Connecticut Gov. Dannel P. Malloy signed into law on Tuesday the budget agreement reached by members of the General Assembly, said a news release from Mr. Malloy's office.
"The budget makes the full actuarially required contribution payments to the state employee and teachers' pension systems and does not rely on stealing from pensions," the release said.
Prior to the governor's signing, the state had been without an approved budget for more than 120 days.
"While this may be a step in the right direction, make no mistake about it — this is by no means a perfect document and it is not one I would have negotiated," Mr. Malloy said in the news release. "There are real legal and structural issues with the budget presented to me, and I have concerns about the state's ability to keep it in balance over the biennium and beyond."

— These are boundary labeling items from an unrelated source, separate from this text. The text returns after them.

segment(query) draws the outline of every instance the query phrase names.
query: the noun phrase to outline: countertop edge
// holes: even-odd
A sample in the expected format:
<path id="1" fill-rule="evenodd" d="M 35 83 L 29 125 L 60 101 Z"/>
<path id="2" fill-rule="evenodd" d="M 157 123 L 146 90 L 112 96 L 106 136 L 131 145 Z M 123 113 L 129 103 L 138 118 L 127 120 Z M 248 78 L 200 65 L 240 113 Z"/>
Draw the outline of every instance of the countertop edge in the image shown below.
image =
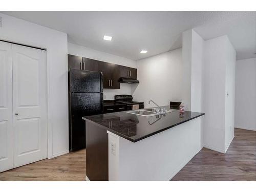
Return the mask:
<path id="1" fill-rule="evenodd" d="M 113 130 L 112 130 L 111 129 L 108 128 L 107 127 L 106 127 L 105 126 L 101 125 L 100 124 L 99 124 L 99 123 L 98 123 L 97 122 L 93 121 L 92 121 L 92 120 L 91 120 L 90 119 L 87 119 L 86 118 L 86 117 L 82 117 L 82 119 L 83 119 L 84 120 L 85 120 L 86 121 L 88 121 L 88 122 L 89 122 L 90 123 L 93 123 L 94 124 L 96 124 L 96 125 L 98 125 L 98 126 L 99 126 L 99 127 L 101 127 L 102 129 L 105 129 L 106 130 L 108 130 L 108 131 L 110 131 L 110 132 L 113 133 L 114 133 L 114 134 L 118 135 L 119 137 L 122 137 L 124 139 L 127 139 L 127 140 L 129 140 L 130 141 L 132 141 L 132 142 L 133 142 L 134 143 L 135 143 L 135 142 L 138 142 L 139 141 L 140 141 L 140 140 L 141 140 L 142 139 L 145 139 L 145 138 L 146 138 L 147 137 L 151 137 L 151 136 L 153 136 L 154 135 L 157 134 L 158 133 L 161 133 L 162 132 L 163 132 L 164 131 L 168 130 L 169 129 L 170 129 L 170 128 L 172 128 L 172 127 L 175 127 L 176 126 L 179 125 L 180 125 L 181 124 L 185 123 L 186 122 L 189 121 L 190 121 L 191 120 L 193 120 L 193 119 L 195 119 L 196 118 L 201 117 L 201 116 L 202 116 L 203 115 L 204 115 L 205 114 L 204 113 L 202 113 L 202 114 L 201 114 L 200 115 L 197 115 L 196 116 L 193 117 L 189 119 L 187 119 L 187 120 L 185 120 L 184 121 L 182 121 L 182 122 L 181 122 L 172 125 L 171 126 L 168 126 L 168 127 L 167 127 L 166 128 L 163 128 L 163 129 L 161 129 L 160 130 L 157 131 L 156 131 L 155 132 L 153 132 L 153 133 L 151 133 L 150 134 L 146 135 L 145 135 L 144 136 L 141 137 L 141 138 L 138 138 L 138 139 L 133 139 L 131 138 L 130 137 L 126 137 L 125 135 L 120 134 L 119 132 L 115 132 L 115 131 L 113 131 Z"/>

The Connecticut General Assembly passed a state budget that would not shift teacher pension costs onto towns and cities, confirmed Adam Joseph, spokesman for the Connecticut Senate Democratic Caucus.
In February, Mr. Malloy had proposed shifting a third of the employer costs of the teachers' pensions to the municipalities.
The budget was passed in the state Senate Oct. 26 by a vote of 33-3. It then moved to the House, where it was approved later that day 126-23.
Currently, the state pays 100% of the employer contribution to the $15.8 billion Teachers' Retirement System and the $11 billion Connecticut State Employees Retirement System. The state government is set to contribute $1.3 billion to TRS for the fiscal year 2018 and $1.32 billion for fiscal year 2019, and $1.2 billion to ERS for fiscal year 2018 and $1.32 billion for fiscal year 2019, said Meg Green, a spokeswoman for the governor's office.